The import initiation principle addresses this by adopting an asynchronous job submission pattern:
- The client sends a request describing what to import (source locations, destination paths, commit metadata)
- The server validates the request, enqueues the import job, and immediately returns a unique job identifier
- The client uses this identifier to poll for progress and eventual completion
This pattern provides several key benefits:
- Non-blocking operation -- The client is not held waiting on a potentially long HTTP connection. Network timeouts, load balancer limits, and client-side resource constraints are avoided.
- Scalability -- The server can queue and process import jobs at its own pace, throttling resource usage for concurrent imports.
- Atomicity -- The entire import is committed as a single atomic operation. Either all objects are successfully cataloged and a commit is created, or the import fails without partial state.
- Idempotency considerations -- The
forceflag allows overriding uncommitted changes on the target branch, giving the client control over conflict resolution.
The import creates a new commit on the target branch containing metadata entries for all imported objects. The actual data bytes are never copied; lakeFS records pointers to the original external storage locations.
Usage
Use import initiation when:
- Starting a data onboarding pipeline -- Triggering the initial import of external datasets into lakeFS as part of an automated ETL/ELT workflow
- Scheduled batch imports -- Running periodic (hourly, daily) imports of new data partitions from a landing zone
- Programmatic data ingestion -- Integrating lakeFS import into scripts, Airflow DAGs, or CI/CD pipelines that need to kick off imports and later check results
- Large-scale catalog operations -- Importing datasets with millions of objects where synchronous approaches would time out
Theoretical Basis
The import initiation pattern follows the well-established asynchronous job submission model used in distributed systems:
SYNCHRONOUS (blocking) pattern:
Client ---[request]--> Server ---[process...long wait...]--> Client
Problem: timeouts, resource holding, no progress visibility
ASYNCHRONOUS (non-blocking) pattern:
Client ---[submit job]--> Server ---[job_id]--> Client (immediate)
Client ---[poll status]--> Server ---[progress]--> Client (repeated)
Client ---[poll status]--> Server ---[result]--> Client (final)
The import operation follows a state machine:
SUBMITTED --> IN_PROGRESS --> COMPLETED
|
+--> FAILED
|
+--> CANCELED
Upon initiation, the server:
- Validates the import request (checks that source paths are well-formed, branch exists, blockstore type matches)
- Checks for conflicts -- if the branch has uncommitted changes and
forceis not set, the operation is rejected - Enqueues the job and assigns a unique identifier
- Returns the identifier immediately with HTTP status 202 (Accepted)
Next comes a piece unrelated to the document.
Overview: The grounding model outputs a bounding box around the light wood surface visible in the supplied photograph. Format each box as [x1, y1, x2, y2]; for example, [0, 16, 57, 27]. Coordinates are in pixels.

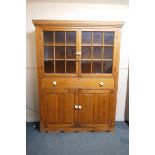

The server then processes the job asynchronously:
for each ImportLocation in request.paths:
if location.type == common_prefix:
enumerate all objects under location.path
for each object:
record metadata entry at (destination + relative_suffix)
else if location.type == object:
record metadata entry at destination
build metarange from all metadata entries
create commit on target branch with metarange
The 202 status code is semantically important: it indicates that the request has been accepted for processing but processing is not yet complete, distinguishing it from a 200 (success) or 201 (created) response.